BD: How about Hyqvia? How is it different?
Wasserman: Hyqvia allows a patient to receive a full dose of IG in a single site every three to four weeks, with a single needle stick. The recombinant hyaluronidase component enhances the dispersion and absorption of the infusion, making it possible to have only one injection site.
BD: Are there any side effects?
Wasserman: Yes. The rate of systemic side effects in Hyqvia-treated patients is approximately 6% to 9%. Also, there are sometimes infusion site reactions.
BD: Hyqvia was not initially approved by the FDA, but subsequently gained approval. What are some useful take-aways from this experience?

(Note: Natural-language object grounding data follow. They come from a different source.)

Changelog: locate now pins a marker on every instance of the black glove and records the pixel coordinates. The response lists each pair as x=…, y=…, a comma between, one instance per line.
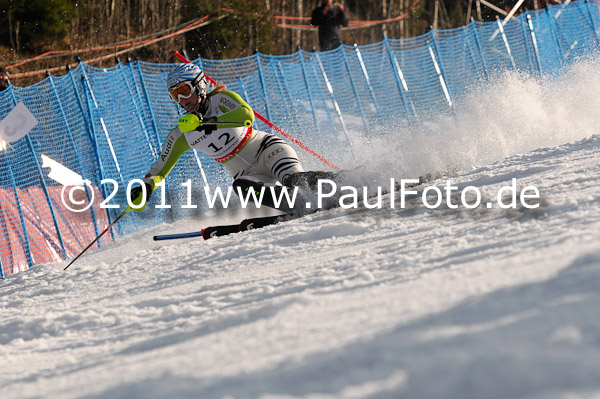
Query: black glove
x=137, y=192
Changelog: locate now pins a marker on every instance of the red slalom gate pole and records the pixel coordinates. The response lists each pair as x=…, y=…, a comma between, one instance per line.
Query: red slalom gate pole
x=270, y=124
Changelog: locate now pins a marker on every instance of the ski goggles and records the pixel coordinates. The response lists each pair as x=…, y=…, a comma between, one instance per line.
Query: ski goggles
x=183, y=90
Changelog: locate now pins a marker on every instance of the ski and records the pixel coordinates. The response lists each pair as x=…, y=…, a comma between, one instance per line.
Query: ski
x=223, y=230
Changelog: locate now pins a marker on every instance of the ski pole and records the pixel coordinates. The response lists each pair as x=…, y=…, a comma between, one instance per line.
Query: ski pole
x=270, y=124
x=97, y=238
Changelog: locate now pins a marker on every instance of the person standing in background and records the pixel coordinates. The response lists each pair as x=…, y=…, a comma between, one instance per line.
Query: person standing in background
x=329, y=17
x=4, y=80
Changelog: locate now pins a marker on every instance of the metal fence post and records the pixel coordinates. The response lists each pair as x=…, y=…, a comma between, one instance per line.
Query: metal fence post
x=440, y=70
x=72, y=141
x=44, y=187
x=400, y=81
x=356, y=96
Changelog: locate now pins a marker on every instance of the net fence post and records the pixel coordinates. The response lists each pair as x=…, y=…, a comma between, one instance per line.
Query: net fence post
x=94, y=137
x=480, y=50
x=554, y=34
x=368, y=80
x=356, y=96
x=263, y=85
x=400, y=81
x=534, y=41
x=138, y=111
x=333, y=99
x=439, y=68
x=44, y=187
x=309, y=91
x=136, y=64
x=591, y=15
x=26, y=247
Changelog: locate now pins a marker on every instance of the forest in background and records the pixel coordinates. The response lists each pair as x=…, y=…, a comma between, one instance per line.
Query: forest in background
x=233, y=29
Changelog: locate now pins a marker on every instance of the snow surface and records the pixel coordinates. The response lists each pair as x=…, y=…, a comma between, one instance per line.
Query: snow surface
x=390, y=303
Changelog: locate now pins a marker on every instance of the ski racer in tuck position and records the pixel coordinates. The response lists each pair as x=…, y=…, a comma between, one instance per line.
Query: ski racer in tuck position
x=221, y=127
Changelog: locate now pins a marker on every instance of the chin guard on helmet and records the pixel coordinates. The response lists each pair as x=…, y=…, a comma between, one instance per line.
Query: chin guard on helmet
x=188, y=73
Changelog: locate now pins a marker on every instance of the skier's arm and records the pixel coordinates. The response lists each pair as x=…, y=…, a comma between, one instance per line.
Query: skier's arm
x=174, y=146
x=234, y=109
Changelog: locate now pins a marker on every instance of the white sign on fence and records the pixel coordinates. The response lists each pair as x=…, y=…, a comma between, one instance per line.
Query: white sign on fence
x=17, y=123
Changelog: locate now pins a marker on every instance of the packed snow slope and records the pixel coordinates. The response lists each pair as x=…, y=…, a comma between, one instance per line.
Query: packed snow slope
x=359, y=303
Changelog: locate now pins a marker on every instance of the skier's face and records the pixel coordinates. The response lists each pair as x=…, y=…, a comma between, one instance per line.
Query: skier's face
x=191, y=103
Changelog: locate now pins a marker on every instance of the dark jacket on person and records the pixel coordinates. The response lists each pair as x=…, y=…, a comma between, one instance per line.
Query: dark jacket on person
x=330, y=35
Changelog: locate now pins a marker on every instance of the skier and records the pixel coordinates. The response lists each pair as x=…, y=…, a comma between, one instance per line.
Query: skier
x=243, y=150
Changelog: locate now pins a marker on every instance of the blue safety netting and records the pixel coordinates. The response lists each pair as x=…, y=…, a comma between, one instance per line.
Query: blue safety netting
x=111, y=123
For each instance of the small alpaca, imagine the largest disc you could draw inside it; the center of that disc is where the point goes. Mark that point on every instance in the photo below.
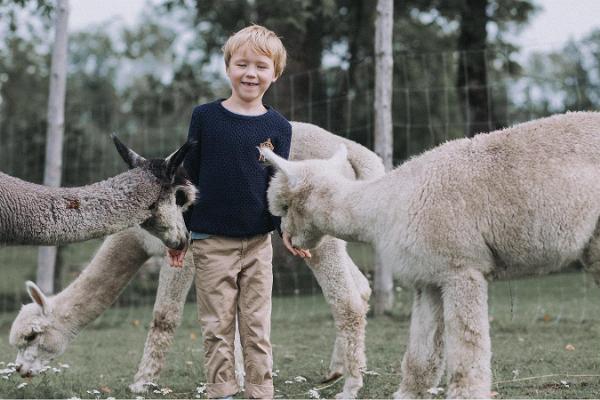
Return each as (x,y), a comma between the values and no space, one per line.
(54,320)
(43,329)
(516,202)
(151,193)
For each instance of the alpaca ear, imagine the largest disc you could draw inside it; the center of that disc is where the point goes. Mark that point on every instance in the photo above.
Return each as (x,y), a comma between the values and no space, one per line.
(38,297)
(176,158)
(132,159)
(290,169)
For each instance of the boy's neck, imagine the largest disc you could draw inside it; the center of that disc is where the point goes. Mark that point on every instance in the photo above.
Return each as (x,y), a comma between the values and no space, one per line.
(239,106)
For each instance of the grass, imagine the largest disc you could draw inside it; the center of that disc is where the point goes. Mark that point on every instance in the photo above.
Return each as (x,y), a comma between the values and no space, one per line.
(545,340)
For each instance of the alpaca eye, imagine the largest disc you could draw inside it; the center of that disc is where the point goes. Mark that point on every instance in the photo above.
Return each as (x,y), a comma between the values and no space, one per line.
(180,198)
(31,337)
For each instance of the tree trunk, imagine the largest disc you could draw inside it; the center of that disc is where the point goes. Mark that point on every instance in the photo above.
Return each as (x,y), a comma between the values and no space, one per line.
(54,138)
(472,68)
(384,22)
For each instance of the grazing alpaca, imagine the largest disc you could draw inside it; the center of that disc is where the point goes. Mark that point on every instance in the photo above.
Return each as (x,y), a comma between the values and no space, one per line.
(151,194)
(344,287)
(43,329)
(521,201)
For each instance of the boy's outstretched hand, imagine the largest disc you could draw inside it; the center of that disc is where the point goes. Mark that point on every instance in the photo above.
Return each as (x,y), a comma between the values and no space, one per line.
(304,253)
(175,257)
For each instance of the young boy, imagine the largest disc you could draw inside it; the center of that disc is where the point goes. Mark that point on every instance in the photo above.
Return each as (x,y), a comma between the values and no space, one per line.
(230,223)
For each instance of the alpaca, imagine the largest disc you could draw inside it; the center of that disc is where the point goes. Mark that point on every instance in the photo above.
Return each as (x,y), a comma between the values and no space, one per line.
(43,329)
(345,288)
(151,194)
(516,202)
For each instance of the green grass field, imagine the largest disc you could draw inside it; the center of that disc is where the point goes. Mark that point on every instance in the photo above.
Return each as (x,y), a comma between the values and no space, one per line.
(545,340)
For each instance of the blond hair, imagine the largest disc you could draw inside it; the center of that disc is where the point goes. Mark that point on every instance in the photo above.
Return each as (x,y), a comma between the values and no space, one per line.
(262,41)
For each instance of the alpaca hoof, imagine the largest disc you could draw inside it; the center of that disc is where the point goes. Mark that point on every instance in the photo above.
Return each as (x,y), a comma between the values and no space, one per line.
(344,395)
(405,394)
(141,387)
(333,376)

Wasserman: In the Complete Response Letter, the FDA requested more preclinical data. There were concerns about the fact that some patients had developed antibodies to hyaluronidase. However, this was found to be transient. We followed 83 patients for another 1.5 years and found that 5.8% of normal human beings have anti-enzyme antibodies. It simply took more time to figure this out.
The level of scrutiny at the FDA has increased dramatically in the last five years. When considering initiating or participating in a clinical trial, never underestimate the demands. Clinical trial work is a major commitment, but when done properly, committed clinical investigation and rigorous documentation can pave the way for bringing new treatment options to patients.